Une »seconde » opération de régularisation des migrants en situation irrégulière a débuté au Maroc. L’opération, qui concerne des subsahariens, dont beaucoup sont »bloqués » au Maroc à défaut de partir en Europe via les enclaves espagnoles de Ceuta et Melilla, est en quelque sorte une »bravade » du monarque, qui veut montrer sa proximité politique avec le continent noir.
La deuxième opération de régularisation des »sans papiers » au Maroc a débuté après le retour du Roi Mohamed VI d’une tournée africaine. La Commission nationale chargée de la régularisation et de l’intégration des migrants a immédiatement ouvert les bureaux des étrangers chargés de recevoir les demandes de régularisation dès le 15 décembre dernier au niveau de toutes les régions et préfectures. La régularisation sera conduite selon les mêmes conditions exigées lors de la première opération en 2014. »Dans la continuité d’une politique migratoire solidaire et inclusive », estime le ministère de l’Intérieur. Mais, concrètement, il n’y a pas que les subsahariens qui sont concernés par cette régularisation, qui va également profiter aux autres »étrangers », comme les réfugiés syriens ou Irakiens. Les critères fixés par le ministère marocain de l’Intérieur sont en effet assez sévères: sont donc concernés »les étrangers conjoints de ressortissants marocains, les étrangers conjoints d’autres étrangers en résidence régulière au Maroc, les enfants issus des deux cas susvisés, les étrangers disposant de contrats de travail effectifs, les étrangers justifiant de 5 ans de résidence continue au Maroc et les étrangers atteints de maladies chroniques. » Entre »l’instruction royale » et la note du ministère de l’Intérieur, il y a le fossé de la situation réelle des subsahariens, qui n’ont pas de »papiers », pas de travail régulier et donc qui ne peuvent justifier ni de la présence de »cinq ans de résidence », ni de »contrats de travail effectifs ».
Pas seulement les Subsahariens
Cependant, cette opération va également reprendre les demandes des subsahariens déboutés lors de la première régularisation, et dont les dossiers, non conformes, avaient été rejetés par la commission, qui avait annoncé que “la première phase de cette opération” avait concerné environ vingt-cinq mille personnes.

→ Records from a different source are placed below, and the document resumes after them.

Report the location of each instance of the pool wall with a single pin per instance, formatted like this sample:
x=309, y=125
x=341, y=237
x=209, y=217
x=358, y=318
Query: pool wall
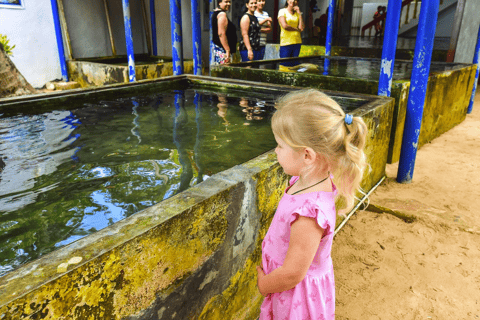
x=93, y=73
x=446, y=103
x=192, y=256
x=272, y=52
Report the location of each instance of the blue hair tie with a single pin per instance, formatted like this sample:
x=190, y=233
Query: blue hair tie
x=348, y=119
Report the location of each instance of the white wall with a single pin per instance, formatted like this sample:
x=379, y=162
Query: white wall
x=31, y=30
x=88, y=29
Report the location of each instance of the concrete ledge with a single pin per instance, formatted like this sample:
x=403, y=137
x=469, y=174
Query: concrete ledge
x=446, y=103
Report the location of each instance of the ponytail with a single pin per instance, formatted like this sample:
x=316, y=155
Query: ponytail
x=351, y=164
x=309, y=118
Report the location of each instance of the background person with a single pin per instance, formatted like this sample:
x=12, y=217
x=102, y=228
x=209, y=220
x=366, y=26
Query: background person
x=224, y=34
x=266, y=23
x=322, y=24
x=250, y=28
x=291, y=25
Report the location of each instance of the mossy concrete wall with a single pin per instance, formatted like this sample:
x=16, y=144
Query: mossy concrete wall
x=446, y=102
x=88, y=73
x=192, y=256
x=272, y=52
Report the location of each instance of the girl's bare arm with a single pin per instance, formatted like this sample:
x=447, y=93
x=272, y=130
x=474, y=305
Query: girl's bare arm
x=305, y=237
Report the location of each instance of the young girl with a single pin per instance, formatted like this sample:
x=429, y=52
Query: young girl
x=250, y=28
x=317, y=141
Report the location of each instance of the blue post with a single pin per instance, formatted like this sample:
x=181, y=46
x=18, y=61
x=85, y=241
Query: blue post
x=176, y=25
x=328, y=41
x=154, y=27
x=418, y=87
x=389, y=46
x=127, y=21
x=477, y=62
x=210, y=42
x=59, y=36
x=197, y=39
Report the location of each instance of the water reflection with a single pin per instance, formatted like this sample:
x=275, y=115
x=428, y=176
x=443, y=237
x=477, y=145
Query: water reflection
x=66, y=174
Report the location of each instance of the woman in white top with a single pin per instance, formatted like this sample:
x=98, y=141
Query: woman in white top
x=266, y=23
x=291, y=24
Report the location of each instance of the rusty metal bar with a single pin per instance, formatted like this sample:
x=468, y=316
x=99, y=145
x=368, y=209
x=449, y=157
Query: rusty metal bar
x=147, y=28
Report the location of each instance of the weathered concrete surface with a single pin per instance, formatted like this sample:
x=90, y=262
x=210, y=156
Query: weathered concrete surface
x=11, y=80
x=89, y=74
x=468, y=35
x=446, y=103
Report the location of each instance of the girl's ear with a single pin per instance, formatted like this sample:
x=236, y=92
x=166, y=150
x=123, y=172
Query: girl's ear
x=310, y=156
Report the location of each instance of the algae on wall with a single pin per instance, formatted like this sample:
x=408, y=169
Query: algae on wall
x=12, y=82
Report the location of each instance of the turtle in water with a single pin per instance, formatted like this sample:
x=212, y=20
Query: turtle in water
x=303, y=67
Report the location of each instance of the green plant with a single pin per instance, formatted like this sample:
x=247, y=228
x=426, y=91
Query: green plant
x=6, y=47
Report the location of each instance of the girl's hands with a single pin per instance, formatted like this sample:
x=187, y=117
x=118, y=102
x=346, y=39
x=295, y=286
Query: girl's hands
x=260, y=276
x=250, y=54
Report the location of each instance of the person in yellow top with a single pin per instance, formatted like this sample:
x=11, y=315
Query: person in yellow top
x=291, y=25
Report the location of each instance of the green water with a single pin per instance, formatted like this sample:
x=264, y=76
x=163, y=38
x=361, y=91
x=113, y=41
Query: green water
x=66, y=174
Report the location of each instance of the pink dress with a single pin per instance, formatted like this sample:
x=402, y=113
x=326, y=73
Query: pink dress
x=314, y=297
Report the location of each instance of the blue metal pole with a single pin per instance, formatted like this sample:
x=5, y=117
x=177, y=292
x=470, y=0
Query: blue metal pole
x=389, y=46
x=210, y=42
x=127, y=21
x=328, y=41
x=176, y=25
x=197, y=39
x=477, y=62
x=418, y=88
x=59, y=36
x=153, y=23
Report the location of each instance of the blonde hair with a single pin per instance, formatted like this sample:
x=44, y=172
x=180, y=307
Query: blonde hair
x=309, y=118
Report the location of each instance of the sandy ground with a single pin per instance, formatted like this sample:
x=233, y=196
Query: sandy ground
x=422, y=259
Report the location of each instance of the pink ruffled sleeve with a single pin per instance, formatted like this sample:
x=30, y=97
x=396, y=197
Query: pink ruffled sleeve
x=310, y=209
x=293, y=180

Et, surtout, que cette régularisation avait un »caractère exceptionnel et ne prévoyait pas officiellement de seconde phase », selon des déclarations en février 2015 de l’ex-ministre délégué à l’Intérieur, Charki Draiss. La reconduction de cette opération serait une sorte de »bravade » de Mohamed VI, de retour d’une tournée dans plusieurs pays africains et après avoir posé ses conditions pour une ‘’réintégration’’ à l’Union africaine, notamment l’exclusion de la république Sahraouie de l’Instance africaine. Mais, surtout un »pied de nez » aux autorités algériennes, qui avaient reconduit aux frontières plus d’un millier de subsahariens, début décembre.
Les réserves du GADEM
Cependant, Mehdi Alioua, membre du Groupe Antiraciste d’Accompagnement et de défense des Etrangers et Migrants (GADEM), estime que »la première vague n’a pas été suffisamment accompagnée par une politique d’inclusion ». Il a expliqué à »L’Economiste » que »les raisons sont toujours par manque d’expérience, mais également parce qu’on n’a pas prévu qu’au bout d’un an que les régularisés allaient avoir leur carte périmée! » Au Maroc, les cartes de séjour n’ont une durée de validité que d’une année, renouvelable. Les seuls étrangers qui ont une carte de séjour de dix ans sont les Algériens, établis pour des raisons professionnelles ou familiales au Maroc. D’autre part, Mehdi Alioua estime qu’il n’y a pas d’instance nationale dédiée à ce dossier de prise en charge des migrants, »un Comité à l’intégration où siégeraient les ministères et la société civile’’. En outre, »il n’y a toujours pas de loi sur la migration et l’asile, pas de concertation avec la société civile, pas de loi contre le racisme, un code du travail discriminatoire avec la préférence nationale », a-t-il déploré. Selon le ministère de l’Intérieur, entre 25.000 et 40.000 étrangers »sans papiers » vivent au Maroc, et la plupart ont déjà »mis pied à terre » dans le pays, définitivement résolus à abandonner la poursuite de l’aventure vers l’Eldorado européen, qu’ils soient subsahariens, Syriens, Irakiens ou asiatiques.